The Windsor Framework effectively trades the paramountcy of UK law in Northern Ireland for some limited ‘easements’ in trade flows within the borders of our own country. Seed potatoes can once again travel from GB to NI, and many other businesses sending goods across the Irish Sea for domestic consumption will no longer have to fill in complicated customs forms, because HMRC will do the paperwork (and send it to the EU) for them. In exchange, the status of Northern Ireland, guaranteed in the Acts of Union of 1800 which states that the whole of the UK shall be a single customs area under a single sovereign jurisdiction, is compromised. To put it facetiously, we are selling the birthright of Northern Ireland for a mess of potatoage.

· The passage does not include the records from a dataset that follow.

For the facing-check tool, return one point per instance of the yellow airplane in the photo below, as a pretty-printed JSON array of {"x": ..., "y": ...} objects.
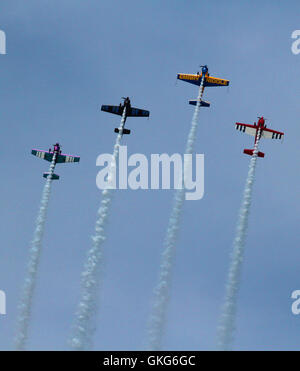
[{"x": 196, "y": 80}]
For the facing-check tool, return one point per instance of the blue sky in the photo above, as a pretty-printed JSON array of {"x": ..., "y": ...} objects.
[{"x": 66, "y": 58}]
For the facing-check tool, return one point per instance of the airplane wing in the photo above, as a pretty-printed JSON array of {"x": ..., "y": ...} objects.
[
  {"x": 191, "y": 78},
  {"x": 196, "y": 79},
  {"x": 117, "y": 110},
  {"x": 136, "y": 112},
  {"x": 42, "y": 154},
  {"x": 67, "y": 158},
  {"x": 246, "y": 128},
  {"x": 215, "y": 81},
  {"x": 271, "y": 134}
]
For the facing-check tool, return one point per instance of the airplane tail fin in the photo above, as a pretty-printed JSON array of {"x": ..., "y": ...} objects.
[
  {"x": 250, "y": 153},
  {"x": 54, "y": 176},
  {"x": 125, "y": 131},
  {"x": 203, "y": 103}
]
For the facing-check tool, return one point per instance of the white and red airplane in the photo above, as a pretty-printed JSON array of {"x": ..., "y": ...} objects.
[{"x": 258, "y": 130}]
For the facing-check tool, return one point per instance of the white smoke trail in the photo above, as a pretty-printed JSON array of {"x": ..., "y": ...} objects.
[
  {"x": 227, "y": 321},
  {"x": 25, "y": 306},
  {"x": 157, "y": 319},
  {"x": 84, "y": 324}
]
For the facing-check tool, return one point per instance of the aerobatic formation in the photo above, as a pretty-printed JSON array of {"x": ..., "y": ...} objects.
[{"x": 84, "y": 324}]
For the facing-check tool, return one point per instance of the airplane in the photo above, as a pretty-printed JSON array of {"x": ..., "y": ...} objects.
[
  {"x": 195, "y": 79},
  {"x": 59, "y": 158},
  {"x": 258, "y": 130},
  {"x": 130, "y": 112}
]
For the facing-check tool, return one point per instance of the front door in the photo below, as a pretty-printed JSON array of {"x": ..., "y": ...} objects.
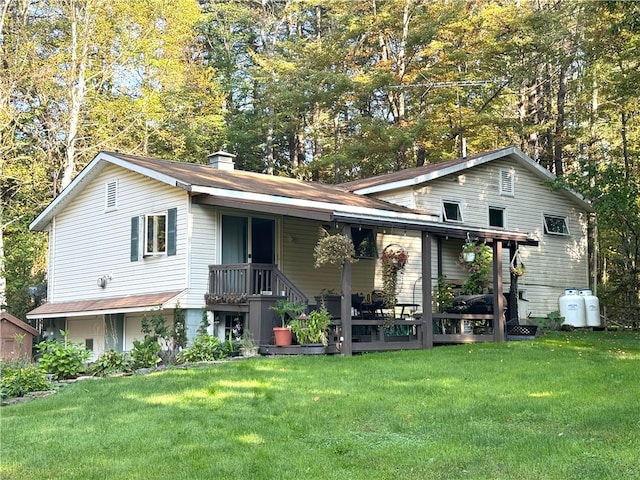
[{"x": 248, "y": 240}]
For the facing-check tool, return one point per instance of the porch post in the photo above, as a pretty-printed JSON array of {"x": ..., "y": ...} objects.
[
  {"x": 427, "y": 289},
  {"x": 345, "y": 304},
  {"x": 498, "y": 298}
]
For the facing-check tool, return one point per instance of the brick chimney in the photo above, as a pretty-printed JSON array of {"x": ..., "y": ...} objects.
[{"x": 221, "y": 160}]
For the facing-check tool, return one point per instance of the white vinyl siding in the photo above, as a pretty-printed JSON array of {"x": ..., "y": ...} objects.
[
  {"x": 203, "y": 244},
  {"x": 559, "y": 261},
  {"x": 83, "y": 328},
  {"x": 89, "y": 245}
]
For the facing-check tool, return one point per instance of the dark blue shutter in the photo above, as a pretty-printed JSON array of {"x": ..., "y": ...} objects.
[
  {"x": 135, "y": 238},
  {"x": 172, "y": 224}
]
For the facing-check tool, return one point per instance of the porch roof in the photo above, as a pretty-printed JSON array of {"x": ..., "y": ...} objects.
[{"x": 103, "y": 306}]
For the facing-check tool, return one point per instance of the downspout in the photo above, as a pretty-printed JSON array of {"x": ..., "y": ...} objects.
[
  {"x": 427, "y": 289},
  {"x": 345, "y": 310},
  {"x": 498, "y": 298}
]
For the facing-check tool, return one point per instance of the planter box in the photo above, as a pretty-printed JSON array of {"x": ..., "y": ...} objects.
[
  {"x": 333, "y": 303},
  {"x": 522, "y": 332}
]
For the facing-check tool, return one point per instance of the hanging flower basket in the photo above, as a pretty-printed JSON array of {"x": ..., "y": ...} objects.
[
  {"x": 517, "y": 266},
  {"x": 394, "y": 258},
  {"x": 476, "y": 259},
  {"x": 395, "y": 255},
  {"x": 334, "y": 250}
]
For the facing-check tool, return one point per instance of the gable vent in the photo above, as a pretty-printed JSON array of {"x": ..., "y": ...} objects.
[
  {"x": 111, "y": 195},
  {"x": 507, "y": 182}
]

The Protocol was bad enough, but it was always understood to be temporary. The Windsor Framework, which does not repeal the Protocol but only amends it, alleviates some of the problems of internal UK trade. But it effectively locks us into an arrangement which is incompatible with the EU Withdrawal Agreement Act (Section 38: ‘the Parliament of the United Kingdom is sovereign’), with the Acts of Union, and indeed with the Belfast (Good Friday) Agreement by which political arrangements in Northern Ireland depend on the consent of both communities. For all these reasons I fear that our battles with the EU are not over, and the restoration of devolved government in Northern Ireland is as far away as ever.
We had an alternative, which was the Northern Ireland Protocol Bill, recently passed by the House of Commons and currently in limbo, pending its abandonment by the Government as the price of the Windsor agreement with the EU. This would have asserted the supremacy of UK law in Northern Ireland and allowed businesses which wished to trade with the EU to operate under EU law. Our European partners did not approve of this approach, and it would have made life difficult for the Prime Minister in his negotiations on other vital matters like Ukraine and the small boats - so I understand his willingness to drop the Bill. But it would have enabled a permanent settlement in Northern Ireland that actually worked in the long term.
Anyway - here we are. It’s very uncomfortable to be out of step with your Party. Overall I am full of admiration for the PM, for his integrity, industry and leadership. I hope he (and the other 514 MPs who backed him) is right about the Windsor Framework, and I and the other 28 dissenters are wrong.